# CLUTCH SLIPPAGE!!! Help fast



## no0b (Jun 23, 2004)

I'm traveling about 2 hours to look at a 1990 NA 300zx. The car has 83k originial miles and the owner (second owner) claims that it runs great except the clutch slips sometimes. The clutch was replaced about 20k miles ago. Slipping sometimes according to the seller probobly means often in reality. Here's where I need your help. He claims that "all you have to do is go under the car and adjust the clutch." Is this true? Could clutch slipping be cured by simply adjusting it or by something bigger and more costly. The car is $5,900 negotiable and that alone would wipe me out in cash unless he came down. Is this a worthy buy? Could I make an easy fix in my garage (I have fair mechanical skills)? Please respond ASAP as I'm going to look at the car tommorow. Thanks in advance. -Shawn


----------



## new94 (Jan 9, 2004)

If it's so simple to fix why hasn't or doesn't he just do it before selling it? I guess i'd look at it that way, i know that on an adjustable clutch cable you can sometime's adjust it enough that it make's a difference but in that particular car i'm not sure! I alway's look for the negative and to me that's negative, for that kinda money the clutch better grab like a fat kid grab's a smartie!


----------



## ReVerm (Jan 13, 2003)

no0b said:


> I'm traveling about 2 hours to look at a 1990 NA 300zx.
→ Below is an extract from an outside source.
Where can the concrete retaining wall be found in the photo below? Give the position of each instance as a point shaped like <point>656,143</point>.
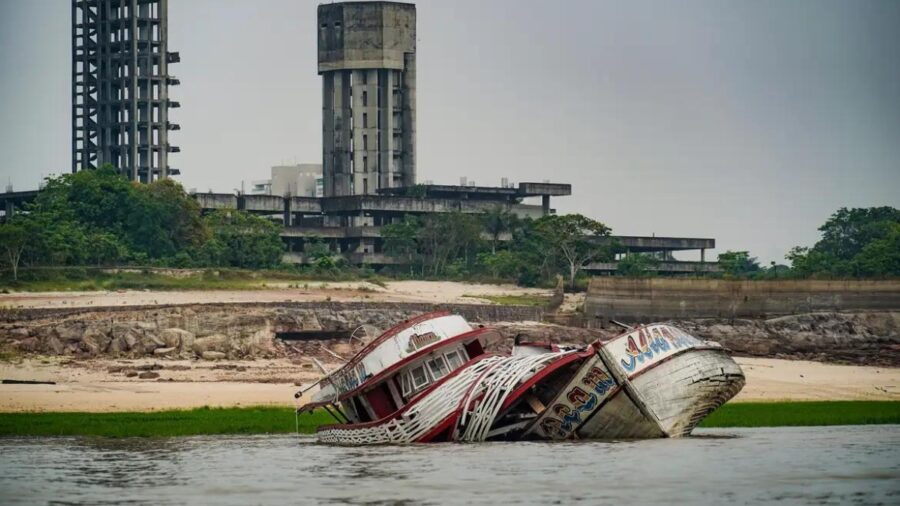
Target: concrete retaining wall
<point>664,298</point>
<point>479,313</point>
The car has 83k originial miles and the owner (second owner) claims that it runs great except the clutch slips sometimes. The clutch was replaced about 20k miles ago. Slipping sometimes according to the seller probobly means often in reality. Here's where I need your help. He claims that "all you have to do is go under the car and adjust the clutch." Is this true? Could clutch slipping be cured by simply adjusting it or by something bigger and more costly. The car is $5,900 negotiable and that alone would wipe me out in cash unless he came down. Is this a worthy buy? Could I make an easy fix in my garage (I have fair mechanical skills)? Please respond ASAP as I'm going to look at the car tommorow. Thanks in advance. -Shawn


I'd have to agree with new94. A slipping clutch on a car that big is rather dangerous, so the owner has more than a few good reasons to have done the adjustment himself. Adjusting a clutch cable is a quick job, and replacing clutch cables (should it be necessary) can be done by anyone with patience and a socket set. The seller may be trying to cover up an overheated clutch, the only fix for which is a new clutch disc. Caveat emptor.


----------



## 2Fast2Furious (Jun 27, 2004)

Figure out how much it'll cost to have the clutch replaced (parts or labor or both) and have him drop his price by that amount. If he won't, then fuck him, it aint worth it.


----------



## new94 (Jan 9, 2004)

Exactly!


----------